There is an index with documents in the form of products. Each product has the price and locations fields. The locations type is nested, and there is an array of location objects inside. Each location has an id and a price. There are about 300000 documents in the index, each document has from 0 to 100 locations. The request may or may not pass the locations parameter. The parameter contains a list of location IDs.
The task is as follows:
- If there are no location filters in the request, it should return a list of documents sorted by root price
- If the request has a filter by location, it should return a list of documents sorted by the lowest price in any of the locations transmitted in the request.

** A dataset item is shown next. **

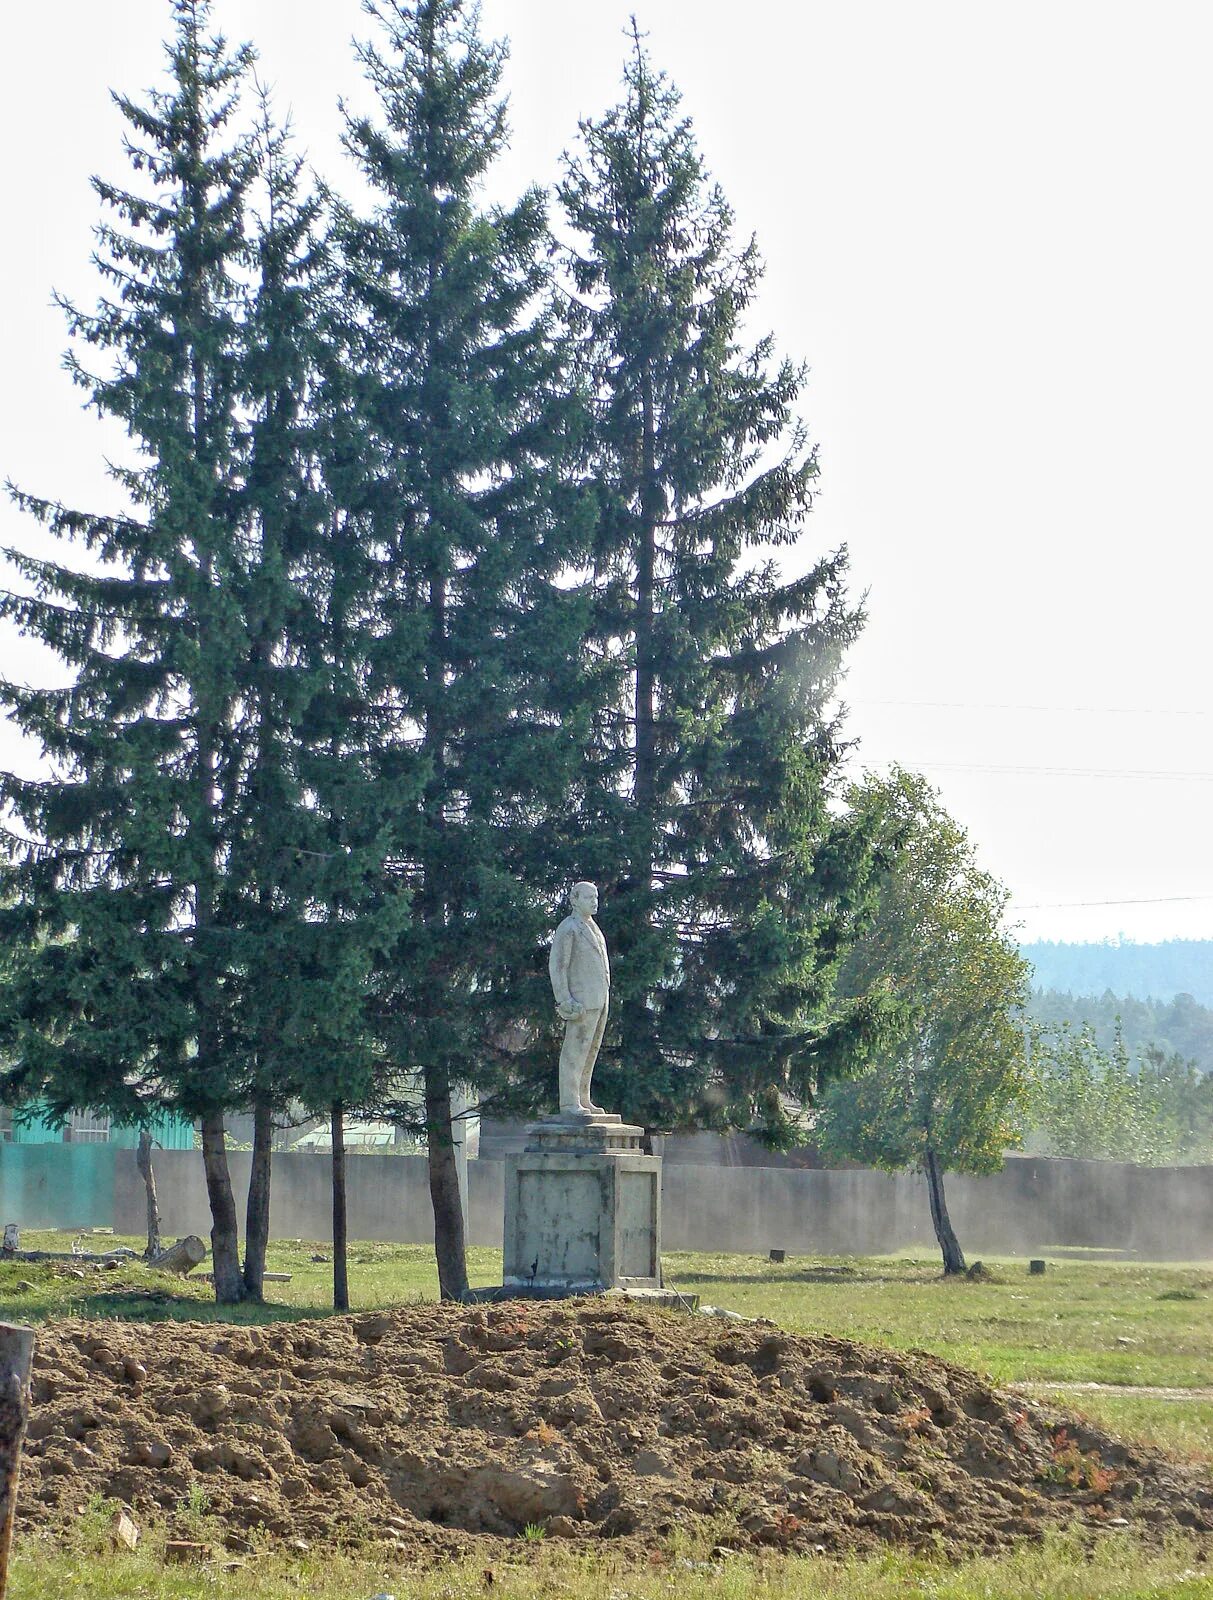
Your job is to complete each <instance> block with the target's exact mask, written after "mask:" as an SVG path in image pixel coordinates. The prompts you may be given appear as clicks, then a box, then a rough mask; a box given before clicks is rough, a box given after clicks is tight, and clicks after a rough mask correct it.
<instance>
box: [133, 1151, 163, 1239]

The following painless script was written to solve the problem:
def minPrice = Double.MAX_VALUE;
def maxPrice = 0;
def locationIds = new HashSet(params["locations"]);
for (def loc : params._source.locations) {
if (loc.price != null && loc.price instanceof String) {
loc.price = Double.parseDouble(loc.price);
}
if (locationIds.contains(loc.id) && loc.price != null) {
if (params["order"] == "desc" && loc.price > maxPrice) {
maxPrice = loc.price;
}
if (params["order"] == "asc" && loc.price < minPrice) {
minPrice = loc.price;
}
}
}
if (params["order"] == "asc" && minPrice != Double.MAX_VALUE) {
return minPrice;
}
if (params["order"] == "desc" && maxPrice != 0) {
return maxPrice;
}
return doc["price"].value;
In the worst cases, when a larger number of documents pass through the other filters, the number of operations per request in this script alone can reach up to 20 million. The elastic response in this case takes about two seconds, which is too much for performance. Is there any way to optimize the script? Or rebuild the structure in such a way that the request goes faster?